Au sein des institutions également, les projets autours de la vie relationnelle, affective et sexuelle se multiplient. À La Clarine, service d’accueil de jour et résidentiel de nuit pour personnes handicapées mentales adultes situé à Manage, le projet "Parlons d'amour" a été développé pour répondre à la solitude exprimée par les bénéficiaires. "Nous avons eu l'idée de proposer des soirées de rencontre entre institutions avoisinantes, précise Jacques van der Vorst. La première a eu lieu en février 2010." Depuis, le projet a pris de l'ampleur, il existe cinq antennes en Wallonie regroupant une cinquantaine d'institutions. Chacune organise une rencontre par mois. "Lorsqu'une institution participe au projet, elle s'engage à soutenir les personnes qui entreraient en relation en leur donnant les moyens de se parler par téléphone, de se voir, d'avoir des moments d'intimité…" L'implication du personnel encadrant, le soutien de la direction et des parents sont essentiels pour le bon déroulement du projet. "Au quotidien, nous ressentons tout ce que le projet apporte de positif, assure Christelle Debelder, présidente de l'antenne Parlons d'amour Hainaut-Brabant wallon. Les éducateurs ressentent une différence au niveau de l'humeur des personnes. Pour nos bénéficiaires, voir d'autres couples faire des projets leur prouve qu'il est possible de vivre une histoire amoureuse." Et lorsque nous parlons d'avenir, Christian est tout sourire : il souhaiterait partir en vacances avec Carmela.

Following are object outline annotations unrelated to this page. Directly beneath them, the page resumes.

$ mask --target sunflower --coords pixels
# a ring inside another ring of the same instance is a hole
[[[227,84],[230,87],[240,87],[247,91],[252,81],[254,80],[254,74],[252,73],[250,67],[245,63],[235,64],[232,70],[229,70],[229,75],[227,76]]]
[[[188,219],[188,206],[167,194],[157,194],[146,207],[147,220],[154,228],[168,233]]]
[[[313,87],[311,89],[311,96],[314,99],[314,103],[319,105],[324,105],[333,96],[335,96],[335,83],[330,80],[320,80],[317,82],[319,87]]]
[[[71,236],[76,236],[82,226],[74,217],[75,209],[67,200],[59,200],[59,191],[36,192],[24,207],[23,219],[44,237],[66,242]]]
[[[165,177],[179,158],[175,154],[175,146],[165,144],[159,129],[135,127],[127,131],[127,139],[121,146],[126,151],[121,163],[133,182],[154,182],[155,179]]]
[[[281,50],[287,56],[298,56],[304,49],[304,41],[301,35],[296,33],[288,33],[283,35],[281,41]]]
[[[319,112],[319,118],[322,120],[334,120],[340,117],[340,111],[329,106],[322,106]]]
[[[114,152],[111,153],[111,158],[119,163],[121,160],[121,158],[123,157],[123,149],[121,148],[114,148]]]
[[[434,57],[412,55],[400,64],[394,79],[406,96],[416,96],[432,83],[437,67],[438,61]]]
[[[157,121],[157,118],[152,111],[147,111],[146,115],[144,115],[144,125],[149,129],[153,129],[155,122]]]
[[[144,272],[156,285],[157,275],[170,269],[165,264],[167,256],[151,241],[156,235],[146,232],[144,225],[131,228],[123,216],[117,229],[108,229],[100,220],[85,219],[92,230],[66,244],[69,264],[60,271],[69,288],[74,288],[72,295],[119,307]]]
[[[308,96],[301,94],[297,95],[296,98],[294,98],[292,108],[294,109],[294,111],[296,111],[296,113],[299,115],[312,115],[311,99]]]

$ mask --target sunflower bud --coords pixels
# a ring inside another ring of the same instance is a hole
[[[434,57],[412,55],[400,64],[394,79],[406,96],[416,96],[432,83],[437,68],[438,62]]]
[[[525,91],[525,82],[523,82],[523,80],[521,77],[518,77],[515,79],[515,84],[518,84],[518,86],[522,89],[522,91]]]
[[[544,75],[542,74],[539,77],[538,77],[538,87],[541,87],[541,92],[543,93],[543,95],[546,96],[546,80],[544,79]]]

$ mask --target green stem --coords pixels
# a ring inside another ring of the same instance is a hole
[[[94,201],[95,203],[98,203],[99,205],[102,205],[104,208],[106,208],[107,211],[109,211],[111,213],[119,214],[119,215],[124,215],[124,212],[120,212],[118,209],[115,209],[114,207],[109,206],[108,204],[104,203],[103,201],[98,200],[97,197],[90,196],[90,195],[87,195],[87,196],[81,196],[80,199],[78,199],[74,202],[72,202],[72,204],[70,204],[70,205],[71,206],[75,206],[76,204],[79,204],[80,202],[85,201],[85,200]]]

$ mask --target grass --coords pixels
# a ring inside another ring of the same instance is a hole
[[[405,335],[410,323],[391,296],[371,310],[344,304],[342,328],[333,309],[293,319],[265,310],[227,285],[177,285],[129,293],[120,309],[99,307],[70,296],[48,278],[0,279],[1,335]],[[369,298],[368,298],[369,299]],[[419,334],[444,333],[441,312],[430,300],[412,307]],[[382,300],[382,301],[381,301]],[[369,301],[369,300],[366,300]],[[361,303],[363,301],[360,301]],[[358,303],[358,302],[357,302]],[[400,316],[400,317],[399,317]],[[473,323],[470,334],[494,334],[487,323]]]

Au 21e siècle, les rencontres amicales et amoureuses passent aussi par internet. "Il y a des sites de rencontres classiques mais il faut bien l'avouer, le handicap n'y est pas très vendeur…" a constaté Cyrille Coppenolle. Pour favoriser et améliorer les rencontres des personnes en situation de handicap, il a développé deux sites 100 % belges et gratuits : caphugs.com, dédié aux personnes en situation de handicap et de maladie invalidante où les personnes valides sont également les bienvenues et caphugsinstitution.be, site sécurisé pour les personnes en institutions en Fédération Wallonie-Bruxelles. Le projet est récent et ne demande qu'à se développer. 

Vivre des moments intimes

Pour permettre aux personnes ayant une déficience mentale ou physique de vivre une expérience érotique, sensuelle ou sexuelle de qualité, l'asbl Aditi propose les services  d'accompagnants sexuels. "Leur travail ne se limite pas à un acte sexuel", clarifie Pascale Van Ransbeeck, collaboratrice d’Aditi pour la Wallonie-Bruxelles. Cela peut passer par la relaxation, les massages, les caresses, la masturbation ou aider un couple pour concrétiser une relation intime. "J'entre en contact physique avec la personne, cela peut prendre du  temps, témoigne Zoé, accompagnante chez Aditi. Il arrive qu'au début, je peux à peine la toucher. Quand une relation de confiance s'installe après quelques séances, elle se détend et exprime ses désirs." À La Clarine, les bénéficiaires peuvent faire appel aux services d'Aditi. L'institution vient d'ailleurs d'aménager une chambre d'amour pour ceux qui souhaitent un moment d'intimité.

"Il y a quelques mois, j'ai été contactée par une famille pour un jeune homme qui se masturbait à des moments et dans des lieux inappropriés, se souvient Zoé. Depuis que nous nous voyons, ses comportements inadéquats ont cessé. La dernière fois, il m'a demandé comment se comporter s'il avait une petite copine…" En 2017, après un avis positif du Comité de bioéthique, le Parlement wallon a adopté un projet de résolution pour donner un cadre légal au service d’assistance sexuelle, estimant qu'il constitue l’une des réponses pertinentes aux discriminations que rencontrent les personnes handicapées dans leur vie sexuelle.